This wasn’t a surprise, but it was nevertheless disheartening.
President Bush signed legislation Tuesday authorizing tough interrogation of terror suspects and smoothing the way for trials before military commissions, calling it a “vital tool” in the war against terrorism. […]
“With the bill I’m about to sign, the men our intelligence officials believe orchestrated the murder of nearly 3,000 innocent people will face justice,” Bush said.
That’s nonsense and Bush knows it (or, at a minimum, those who write the president’s remarks know it). We can bring terrorists to justice and acquire intelligence to prevent future attacks without this tragedy masquerading as legislation.
In describing this morning’s events, Dan Froomkin was at the top of his game.
President Bush this morning proudly signed into law a bill that critics consider one of the most un-American in the nation’s long history.
The new law vaguely bans torture — but makes the administration the arbiter of what is torture and what isn’t. It allows the president to imprison indefinitely anyone he decides falls under a wide-ranging new definition of unlawful combatant. It suspends the Great Writ of habeas corpus for detainees. It allows coerced testimony at trial. It immunizes retroactively interrogators who may have engaged in torture.
Here’s what Bush had to say at his signing ceremony in the East Room: “The bill I sign today helps secure this country, and it sends a clear message: This nation is patient and decent and fair, and we will never back down from the threats to our freedom.”
But that may not be the “clear message” the new law sends most people.
Here’s the clear message the law sends to the world: America makes its own rules. The law would apparently subject terror suspects to some of the same sorts of brutal interrogation tactics that have historically been prosecuted as war crimes when committed against Americans.
Here’s the clear message to the voters: This Congress is willing to rubberstamp pretty much any White House initiative it sees as being in its short-term political interests. (And I don’t just mean the Republicans; 12 Senate Democrats and 32 House Democrats voted for the bill as well.)
Here’s the clear message to the Supreme Court: Review me.
Obviously it’s too late, and I’m not suggesting we have yet another lengthy debate about a bill — pardon me, a law — that strikes at the heart of our system of justice. I nevertheless think it’s important to remember exactly what this measure, which Bush was “proud” to sign today, does.
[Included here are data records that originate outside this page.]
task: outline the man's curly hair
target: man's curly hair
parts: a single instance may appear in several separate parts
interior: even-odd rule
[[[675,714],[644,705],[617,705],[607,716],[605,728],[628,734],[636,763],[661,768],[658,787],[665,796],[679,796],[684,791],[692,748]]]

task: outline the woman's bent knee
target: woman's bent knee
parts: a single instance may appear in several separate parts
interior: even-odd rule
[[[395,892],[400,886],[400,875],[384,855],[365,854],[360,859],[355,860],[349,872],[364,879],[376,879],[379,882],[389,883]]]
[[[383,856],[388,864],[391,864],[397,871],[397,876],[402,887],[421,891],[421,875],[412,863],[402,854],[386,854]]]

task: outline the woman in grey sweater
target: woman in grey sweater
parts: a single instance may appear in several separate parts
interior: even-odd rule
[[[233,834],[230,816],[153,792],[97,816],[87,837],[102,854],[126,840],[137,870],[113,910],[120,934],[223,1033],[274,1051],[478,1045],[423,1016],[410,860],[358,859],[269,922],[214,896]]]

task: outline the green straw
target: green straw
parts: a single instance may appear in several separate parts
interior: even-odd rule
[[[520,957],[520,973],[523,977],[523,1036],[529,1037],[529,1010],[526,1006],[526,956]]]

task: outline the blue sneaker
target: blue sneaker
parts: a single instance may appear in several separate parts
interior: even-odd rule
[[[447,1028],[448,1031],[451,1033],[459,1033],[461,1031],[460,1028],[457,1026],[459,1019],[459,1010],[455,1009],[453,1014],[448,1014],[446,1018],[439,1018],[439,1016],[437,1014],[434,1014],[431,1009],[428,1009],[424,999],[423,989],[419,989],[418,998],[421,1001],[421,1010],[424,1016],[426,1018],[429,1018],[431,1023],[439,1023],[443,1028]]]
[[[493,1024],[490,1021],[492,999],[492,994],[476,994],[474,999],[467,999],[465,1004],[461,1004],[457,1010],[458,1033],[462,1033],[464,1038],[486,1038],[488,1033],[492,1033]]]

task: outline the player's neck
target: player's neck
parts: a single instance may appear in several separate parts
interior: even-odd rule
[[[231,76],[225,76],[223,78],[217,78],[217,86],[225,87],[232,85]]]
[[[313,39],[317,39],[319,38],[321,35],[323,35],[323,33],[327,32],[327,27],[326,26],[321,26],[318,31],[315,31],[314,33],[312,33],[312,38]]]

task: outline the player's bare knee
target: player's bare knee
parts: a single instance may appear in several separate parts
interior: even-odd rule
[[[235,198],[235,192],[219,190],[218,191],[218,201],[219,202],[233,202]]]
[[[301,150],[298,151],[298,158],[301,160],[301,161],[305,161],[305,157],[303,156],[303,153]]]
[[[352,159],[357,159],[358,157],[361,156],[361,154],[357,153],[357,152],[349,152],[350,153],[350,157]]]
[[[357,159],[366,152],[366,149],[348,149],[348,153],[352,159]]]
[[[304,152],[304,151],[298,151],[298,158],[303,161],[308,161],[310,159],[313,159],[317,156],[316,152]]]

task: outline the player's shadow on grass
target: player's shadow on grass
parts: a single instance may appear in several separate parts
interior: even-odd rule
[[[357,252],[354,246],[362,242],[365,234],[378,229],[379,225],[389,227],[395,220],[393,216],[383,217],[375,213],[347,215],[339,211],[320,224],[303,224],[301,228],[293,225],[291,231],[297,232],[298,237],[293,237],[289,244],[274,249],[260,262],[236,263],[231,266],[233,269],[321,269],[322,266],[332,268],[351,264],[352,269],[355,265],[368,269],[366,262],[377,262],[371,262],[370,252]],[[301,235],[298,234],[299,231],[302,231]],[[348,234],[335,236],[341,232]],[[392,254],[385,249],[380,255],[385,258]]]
Enemy Combatants: A dangerously broad definition of “illegal enemy combatant” in the bill could subject legal residents of the United States, as well as foreign citizens living in their own countries, to summary arrest and indefinite detention with no hope of appeal. The president could give the power to apply this label to anyone he wanted.
The Geneva Conventions: The bill would repudiate a half-century of international precedent by allowing Mr. Bush to decide on his own what abusive interrogation methods he considered permissible. And his decision could stay secret — there’s no requirement that this list be published.
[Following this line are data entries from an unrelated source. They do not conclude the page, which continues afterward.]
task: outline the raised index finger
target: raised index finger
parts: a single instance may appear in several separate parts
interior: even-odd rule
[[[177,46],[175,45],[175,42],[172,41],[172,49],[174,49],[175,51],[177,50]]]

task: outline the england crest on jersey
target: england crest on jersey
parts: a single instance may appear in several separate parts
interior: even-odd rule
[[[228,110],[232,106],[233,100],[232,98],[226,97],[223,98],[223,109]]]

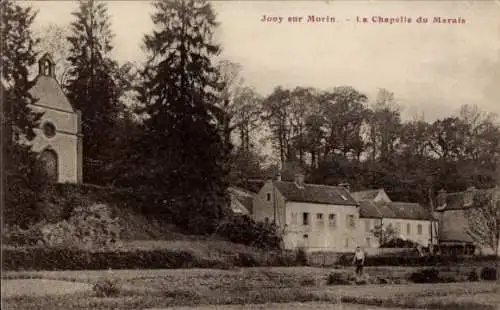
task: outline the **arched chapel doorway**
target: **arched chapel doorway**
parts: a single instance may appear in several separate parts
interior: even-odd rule
[[[40,168],[47,175],[49,182],[57,182],[59,179],[58,158],[53,150],[44,150],[38,158]]]

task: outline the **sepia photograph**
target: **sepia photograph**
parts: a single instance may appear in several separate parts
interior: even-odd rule
[[[500,1],[0,1],[1,306],[500,310]]]

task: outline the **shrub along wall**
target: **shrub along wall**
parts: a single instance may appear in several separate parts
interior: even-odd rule
[[[3,270],[175,269],[295,266],[294,253],[267,252],[202,257],[194,252],[161,250],[86,251],[25,247],[3,250]]]
[[[354,254],[339,257],[339,265],[351,265]],[[439,266],[452,263],[489,262],[497,260],[496,256],[367,256],[366,266]]]

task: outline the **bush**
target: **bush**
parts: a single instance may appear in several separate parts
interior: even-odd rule
[[[5,227],[2,234],[2,242],[13,246],[31,246],[43,242],[41,227],[44,222],[33,225],[28,229],[22,229],[19,226]]]
[[[467,274],[467,281],[471,281],[471,282],[479,281],[479,276],[477,275],[477,271],[475,269],[471,270]]]
[[[231,242],[260,249],[280,249],[282,244],[276,225],[256,222],[246,215],[229,217],[217,234]]]
[[[352,263],[353,254],[344,254],[339,258],[338,264],[348,266]],[[495,261],[495,256],[367,256],[365,266],[440,266],[450,263],[486,262]]]
[[[381,245],[382,248],[416,248],[418,243],[400,238],[391,239]]]
[[[307,253],[303,248],[298,248],[295,252],[295,263],[298,266],[307,266],[309,261],[307,259]]]
[[[439,283],[439,270],[436,268],[421,269],[410,275],[410,281],[414,283]]]
[[[110,279],[98,281],[92,289],[97,297],[114,297],[120,293],[118,281]]]
[[[120,225],[103,204],[80,206],[68,220],[41,228],[44,243],[49,246],[80,246],[103,249],[117,244]]]
[[[348,285],[351,284],[349,275],[342,272],[332,272],[326,279],[327,285]]]
[[[497,279],[497,269],[492,267],[484,267],[481,270],[481,279],[487,281],[494,281]]]
[[[342,254],[337,259],[337,265],[348,266],[352,264],[354,255]]]
[[[155,250],[85,250],[75,248],[4,248],[3,270],[106,270],[177,269],[257,266],[292,266],[293,257],[286,252],[234,253],[234,256],[206,257],[196,252]],[[266,253],[267,254],[267,253]]]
Habeas Corpus: Detainees in U.S. military prisons would lose the basic right to challenge their imprisonment. These cases do not clog the courts, nor coddle terrorists. They simply give wrongly imprisoned people a chance to prove their innocence.
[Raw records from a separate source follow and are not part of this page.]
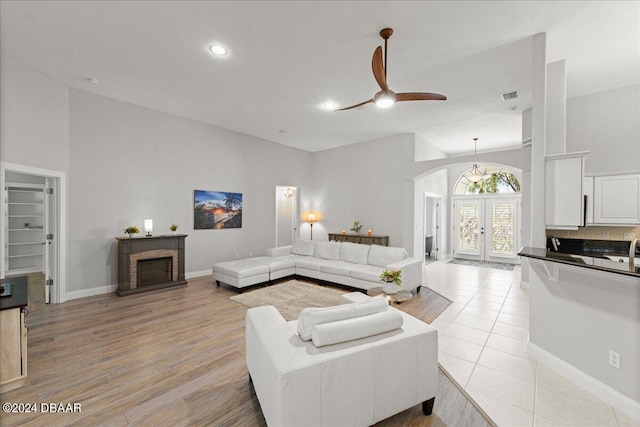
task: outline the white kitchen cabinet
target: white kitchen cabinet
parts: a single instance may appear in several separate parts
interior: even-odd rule
[[[584,225],[584,157],[588,153],[547,156],[545,164],[545,224],[549,229]]]
[[[582,180],[582,194],[586,196],[585,219],[586,224],[593,224],[593,177],[585,176]]]
[[[593,223],[640,225],[640,174],[593,178]]]

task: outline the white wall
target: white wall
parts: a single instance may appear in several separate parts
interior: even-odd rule
[[[585,172],[640,170],[640,86],[567,100],[567,152],[590,151]]]
[[[67,172],[67,86],[0,53],[0,93],[0,160]]]
[[[314,240],[349,230],[354,221],[390,246],[413,251],[414,135],[401,134],[313,153]]]
[[[175,223],[189,235],[187,274],[266,255],[275,186],[304,195],[311,169],[308,152],[78,90],[70,129],[70,291],[117,283],[114,237],[145,218],[156,234]],[[195,189],[242,193],[242,228],[194,230]]]
[[[530,264],[530,343],[640,402],[638,279],[540,260]],[[609,366],[609,350],[620,354],[621,369]]]

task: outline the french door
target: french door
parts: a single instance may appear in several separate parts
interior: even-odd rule
[[[453,199],[454,258],[518,262],[520,197]]]

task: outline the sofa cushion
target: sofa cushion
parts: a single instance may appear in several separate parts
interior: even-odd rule
[[[312,240],[296,240],[291,248],[291,253],[296,255],[313,256],[316,242]]]
[[[382,270],[382,268],[375,265],[354,265],[351,267],[349,276],[367,282],[380,282]],[[382,286],[382,282],[380,282],[380,286]]]
[[[296,260],[289,256],[278,256],[278,257],[270,257],[270,256],[260,256],[247,258],[250,261],[256,262],[258,264],[263,264],[269,267],[269,271],[280,271],[285,270],[287,268],[292,268],[296,266]]]
[[[368,316],[386,311],[389,302],[386,298],[371,298],[365,302],[336,305],[332,307],[308,307],[298,315],[298,336],[303,341],[311,340],[311,329],[315,325],[354,317]]]
[[[370,248],[369,245],[344,242],[340,248],[340,261],[366,264]]]
[[[355,267],[350,262],[332,261],[320,266],[320,271],[328,274],[337,274],[339,276],[349,277],[351,268]]]
[[[402,326],[402,315],[396,310],[387,310],[368,316],[321,323],[311,330],[311,339],[316,347],[353,341],[385,332]]]
[[[339,242],[317,242],[314,256],[316,258],[339,260],[340,259],[340,243]]]
[[[388,246],[371,245],[369,250],[369,258],[367,264],[377,265],[378,267],[386,267],[394,262],[402,261],[407,257],[407,251],[404,248],[391,248]]]
[[[320,271],[320,267],[328,264],[329,261],[315,257],[296,258],[296,268],[305,268],[307,270]]]
[[[225,274],[236,279],[253,277],[259,274],[269,273],[269,266],[249,259],[234,259],[213,264],[213,274]]]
Judicial Review: The courts would have no power to review any aspect of this new system, except verdicts by military tribunals. The bill would limit appeals and bar legal actions based on the Geneva Conventions, directly or indirectly. All Mr. Bush would have to do to lock anyone up forever is to declare him an illegal combatant and not have a trial.
Coerced Evidence: Coerced evidence would be permissible if a judge considered it reliable — already a contradiction in terms — and relevant. Coercion is defined in a way that exempts anything done before the passage of the 2005 Detainee Treatment Act, and anything else Mr. Bush chooses.
Secret Evidence: American standards of justice prohibit evidence and testimony that is kept secret from the defendant, whether the accused is a corporate executive or a mass murderer. But the bill as redrafted by Mr. Cheney seems to weaken protections against such evidence.
Offenses: The definition of [tag]torture[/tag] is unacceptably narrow, a virtual reprise of the deeply cynical memos the administration produced after 9/11. Rape and sexual assault are defined in a retrograde way that covers only forced or coerced activity, and not other forms of nonconsensual sex. The bill would effectively eliminate the idea of rape as torture.
Someday, our country will rediscover our values, decency, and moral compass. Today, however, is not that day.